Jeanne Bond was born in Baltimore into a musical family. Her father, mother and grandfather had studied voice at the Peabody Conservatory of Music.

Mrs. Volk, who held the Tiffany Voice Scholarship at the Peabody, was a 1946 graduate of Eastern High School.

After graduating from Eastern, she was hired as a soprano soloist at Christ Lutheran Church in South Baltimore, where she met and fell in love with her future husband, Philip Volk, who was tenor soloist in the church choir.

"For the next 40 years, they sang together in church choirs and concerts, spending the last 20 of those years at Immanuel Lutheran Church on Loch Raven Boulevard," said her daughter, Susan Volk Stanley of Scottsdale, Ariz.
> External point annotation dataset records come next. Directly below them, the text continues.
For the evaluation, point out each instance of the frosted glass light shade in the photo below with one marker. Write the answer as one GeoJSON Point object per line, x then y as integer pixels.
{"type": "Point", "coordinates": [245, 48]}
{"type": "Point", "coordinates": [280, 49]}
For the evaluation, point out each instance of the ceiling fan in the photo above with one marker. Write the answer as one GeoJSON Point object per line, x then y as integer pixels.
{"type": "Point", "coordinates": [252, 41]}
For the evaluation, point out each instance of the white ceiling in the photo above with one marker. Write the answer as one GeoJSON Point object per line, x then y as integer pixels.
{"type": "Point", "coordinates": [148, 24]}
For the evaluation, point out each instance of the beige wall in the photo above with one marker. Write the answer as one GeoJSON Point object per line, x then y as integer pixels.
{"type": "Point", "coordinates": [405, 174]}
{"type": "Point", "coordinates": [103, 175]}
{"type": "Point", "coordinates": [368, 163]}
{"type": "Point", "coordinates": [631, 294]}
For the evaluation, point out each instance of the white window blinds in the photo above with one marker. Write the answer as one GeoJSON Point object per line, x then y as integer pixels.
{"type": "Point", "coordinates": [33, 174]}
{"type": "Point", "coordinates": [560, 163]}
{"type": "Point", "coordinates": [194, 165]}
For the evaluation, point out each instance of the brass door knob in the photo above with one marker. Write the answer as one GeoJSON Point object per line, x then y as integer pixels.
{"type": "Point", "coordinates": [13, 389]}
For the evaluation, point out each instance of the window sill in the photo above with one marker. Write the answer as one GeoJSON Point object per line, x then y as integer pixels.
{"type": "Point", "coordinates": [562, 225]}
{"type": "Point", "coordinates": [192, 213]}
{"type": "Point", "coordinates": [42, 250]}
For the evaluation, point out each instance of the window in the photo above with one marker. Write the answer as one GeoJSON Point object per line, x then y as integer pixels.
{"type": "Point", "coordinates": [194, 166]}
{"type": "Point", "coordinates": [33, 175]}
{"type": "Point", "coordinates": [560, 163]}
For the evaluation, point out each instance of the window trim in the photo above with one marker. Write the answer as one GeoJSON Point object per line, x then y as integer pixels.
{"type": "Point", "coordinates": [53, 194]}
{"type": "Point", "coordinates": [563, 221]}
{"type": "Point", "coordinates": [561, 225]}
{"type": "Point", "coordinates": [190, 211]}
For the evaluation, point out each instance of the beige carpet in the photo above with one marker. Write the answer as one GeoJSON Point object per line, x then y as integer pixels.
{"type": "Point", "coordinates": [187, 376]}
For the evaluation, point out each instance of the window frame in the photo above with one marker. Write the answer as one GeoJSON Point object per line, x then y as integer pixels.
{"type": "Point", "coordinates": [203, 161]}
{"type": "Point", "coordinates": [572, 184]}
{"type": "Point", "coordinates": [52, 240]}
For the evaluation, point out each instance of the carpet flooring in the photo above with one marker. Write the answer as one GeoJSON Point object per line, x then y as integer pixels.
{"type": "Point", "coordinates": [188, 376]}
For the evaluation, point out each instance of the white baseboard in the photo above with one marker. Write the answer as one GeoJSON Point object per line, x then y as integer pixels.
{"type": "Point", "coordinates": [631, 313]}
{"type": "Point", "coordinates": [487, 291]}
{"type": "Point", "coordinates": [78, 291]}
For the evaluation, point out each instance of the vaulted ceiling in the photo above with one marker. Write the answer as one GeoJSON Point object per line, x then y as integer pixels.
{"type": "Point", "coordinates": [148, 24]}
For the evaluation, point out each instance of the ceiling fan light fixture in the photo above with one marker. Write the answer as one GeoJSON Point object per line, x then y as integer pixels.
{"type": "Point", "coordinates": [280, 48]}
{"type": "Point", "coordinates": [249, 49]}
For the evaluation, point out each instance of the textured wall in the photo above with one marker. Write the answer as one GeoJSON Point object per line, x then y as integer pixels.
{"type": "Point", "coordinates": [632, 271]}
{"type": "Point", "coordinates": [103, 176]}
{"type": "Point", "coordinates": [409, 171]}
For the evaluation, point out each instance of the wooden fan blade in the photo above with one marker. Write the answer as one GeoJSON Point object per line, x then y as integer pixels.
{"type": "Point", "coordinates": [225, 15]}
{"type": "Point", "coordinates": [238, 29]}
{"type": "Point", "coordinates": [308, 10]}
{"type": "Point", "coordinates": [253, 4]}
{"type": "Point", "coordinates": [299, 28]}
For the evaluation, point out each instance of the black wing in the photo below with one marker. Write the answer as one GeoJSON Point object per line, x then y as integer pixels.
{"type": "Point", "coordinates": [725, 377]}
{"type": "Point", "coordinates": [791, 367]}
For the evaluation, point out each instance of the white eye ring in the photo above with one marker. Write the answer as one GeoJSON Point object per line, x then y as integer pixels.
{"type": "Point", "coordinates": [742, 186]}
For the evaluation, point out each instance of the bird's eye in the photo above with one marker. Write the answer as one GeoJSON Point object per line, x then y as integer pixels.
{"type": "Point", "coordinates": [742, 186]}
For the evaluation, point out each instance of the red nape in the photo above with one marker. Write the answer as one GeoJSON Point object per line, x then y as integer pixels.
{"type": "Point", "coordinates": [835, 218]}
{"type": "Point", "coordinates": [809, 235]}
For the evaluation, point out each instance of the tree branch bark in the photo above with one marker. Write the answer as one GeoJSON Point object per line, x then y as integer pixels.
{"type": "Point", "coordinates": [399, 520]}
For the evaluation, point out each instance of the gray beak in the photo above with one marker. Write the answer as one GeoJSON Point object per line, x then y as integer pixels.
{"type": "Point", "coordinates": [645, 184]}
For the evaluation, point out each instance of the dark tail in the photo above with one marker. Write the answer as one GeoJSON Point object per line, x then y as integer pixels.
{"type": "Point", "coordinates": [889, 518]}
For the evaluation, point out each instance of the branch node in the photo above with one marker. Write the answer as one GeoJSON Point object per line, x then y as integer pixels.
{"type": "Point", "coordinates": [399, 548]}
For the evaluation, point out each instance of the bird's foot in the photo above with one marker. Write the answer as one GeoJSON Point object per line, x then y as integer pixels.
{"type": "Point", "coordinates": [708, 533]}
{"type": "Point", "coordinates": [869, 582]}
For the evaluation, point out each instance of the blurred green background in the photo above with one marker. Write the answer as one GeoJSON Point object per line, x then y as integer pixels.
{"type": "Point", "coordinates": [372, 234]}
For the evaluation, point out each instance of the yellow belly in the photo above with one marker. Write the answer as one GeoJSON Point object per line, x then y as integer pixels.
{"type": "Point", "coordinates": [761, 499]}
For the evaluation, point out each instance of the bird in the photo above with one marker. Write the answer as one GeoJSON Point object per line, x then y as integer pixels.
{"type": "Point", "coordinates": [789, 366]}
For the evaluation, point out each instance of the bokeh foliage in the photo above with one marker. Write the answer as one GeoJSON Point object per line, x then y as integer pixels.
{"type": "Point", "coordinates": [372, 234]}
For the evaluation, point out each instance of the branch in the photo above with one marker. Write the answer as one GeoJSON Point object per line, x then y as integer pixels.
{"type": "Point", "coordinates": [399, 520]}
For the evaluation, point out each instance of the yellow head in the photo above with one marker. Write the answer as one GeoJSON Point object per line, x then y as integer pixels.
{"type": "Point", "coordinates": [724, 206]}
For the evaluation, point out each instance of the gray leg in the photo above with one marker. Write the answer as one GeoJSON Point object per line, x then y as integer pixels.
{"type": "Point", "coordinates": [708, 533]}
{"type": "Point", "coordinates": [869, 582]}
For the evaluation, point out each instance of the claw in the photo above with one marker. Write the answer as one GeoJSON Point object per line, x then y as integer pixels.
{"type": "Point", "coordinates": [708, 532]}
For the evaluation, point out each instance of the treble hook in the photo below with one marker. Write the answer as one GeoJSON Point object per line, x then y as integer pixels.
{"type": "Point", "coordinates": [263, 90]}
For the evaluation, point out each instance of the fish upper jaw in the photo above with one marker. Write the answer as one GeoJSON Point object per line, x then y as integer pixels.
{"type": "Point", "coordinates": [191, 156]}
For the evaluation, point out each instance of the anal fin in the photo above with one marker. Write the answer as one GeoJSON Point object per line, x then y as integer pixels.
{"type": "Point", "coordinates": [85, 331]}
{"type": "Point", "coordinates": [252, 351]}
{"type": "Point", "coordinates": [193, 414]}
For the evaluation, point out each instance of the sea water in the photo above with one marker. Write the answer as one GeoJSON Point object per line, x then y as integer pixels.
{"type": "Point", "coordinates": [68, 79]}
In her early years, she also sang with the Baltimore Symphony Orchestra and Baltimore Concert Band at the old Memorial Stadium.

"After winning a statewide voice competition to find the 'Best of the Best in Baltimore,' she was awarded an appearance on Ed Sullivan's 'Toast of the Town,' a CBS TV show in 1954, with Victor Borge accompanying her," her daughter said.

"In spite of her early enormous success, she was a modest, unpretentious person who was content to be a devoted mother and homemaker and sharing her gift and love of traditional church music with congregations large and small," Mrs. Stanley said.

The former resident of the Hampton neighborhood of Baltimore County moved to Phoenix, Ariz., in 1994.

Services in Phoenix are private.

In addition to her husband and daughter, survivors include a son, Robert P. Volk of Phoenix, Ariz.; and two grandchildren.